Important Safety Information for Vascepa based on REDUCE-IT, as previously reported in The New England Journal of Medicine publication of the primary results of the REDUCE-IT study:
- Excluding the major adverse cardiovascular events (MACE) results described above, overall adverse event rates in REDUCE-IT were similar across the statin plus Vascepa and the statin plus placebo treatment groups.
- There were no significant differences between treatments in the overall rate of treatment emergent adverse events or serious adverse events leading to withdrawal of study drug.
- There was no serious adverse event (SAE) occurring at a frequency of >2% which occurred at a numerically higher rate in the statin plus Vascepa treatment group than in the statin plus placebo treatment group.
- Adverse events (AEs) occurring in 5% or greater of patients and more frequently with Vascepa than placebo were:
- peripheral edema (6.5% Vascepa patients versus 5.0% placebo patients), although there was no increase in the rate of heart failure in Vascepa patients
- constipation (5.4% Vascepa patients versus 3.6% placebo patients), although mineral oil, as used as placebo, is known to lower constipation, and
- atrial fibrillation (5.3% Vascepa patients versus 3.9% placebo patients), although there were reductions in rates of cardiac arrest, sudden death and myocardial infarctions observed in Vascepa patients
- There were numerically more SAEs related to bleeding in the statin plus Vascepa treatment group although overall rates were low with no fatal bleeding observed in either group and no significant difference in adjudicated hemorrhagic stroke or serious central nervous system or gastrointestinal bleeding events between treatments.
- In summary, Vascepa was well tolerated with a safety profile generally consistent with clinical experience associated with omega-3 fatty acids and current FDA-approved labeling of such products.

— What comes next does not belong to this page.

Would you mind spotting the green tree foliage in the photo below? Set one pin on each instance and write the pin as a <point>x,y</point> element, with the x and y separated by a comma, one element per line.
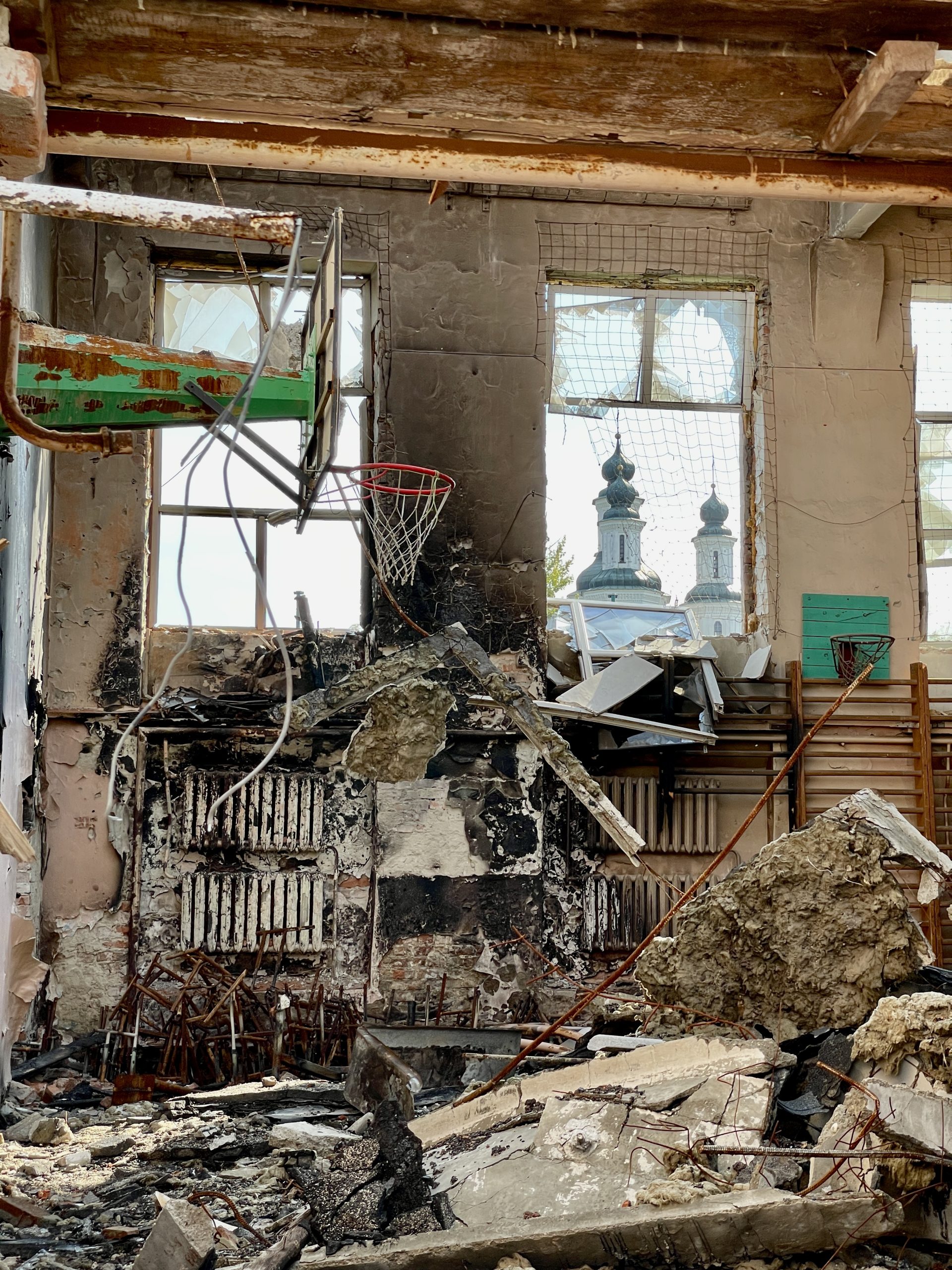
<point>559,568</point>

Important Cautionary Information About These Data Further REDUCE-IT data assessment and data release are expected to yield additional useful information to inform greater understanding of the trial outcome. For example, detailed data assessment by regulatory authorities, such as the FDA and Health Canada, will continue and take time to complete and announce. The FDA advisory committee process and the final evaluation by regulatory authorities of the totality of efficacy and safety data from REDUCE-IT is anticipated to include some or all of the following, as well as other considerations: new information or analyses affecting the degree of treatment benefit on studied endpoints; study conduct and data robustness, quality, integrity and consistency; additional safety data considerations and risk/benefit considerations; and consideration of REDUCE-IT results in the context of other clinical studies. More detailed presentation of such considerations is set forth in the risk factors section of Amarin’s Quarterly Report on Form 10-Q filed with the U.S. Securities and Exchange Commission. Because regulatory reviews are typically fluid and not definitive interactions between sponsor and agency on individual elements of an application and related information, Amarin does not plan to update investors further on ongoing communications with regulatory authorities. Amarin plans to announce the final outcome of such regulatory reviews when appropriate.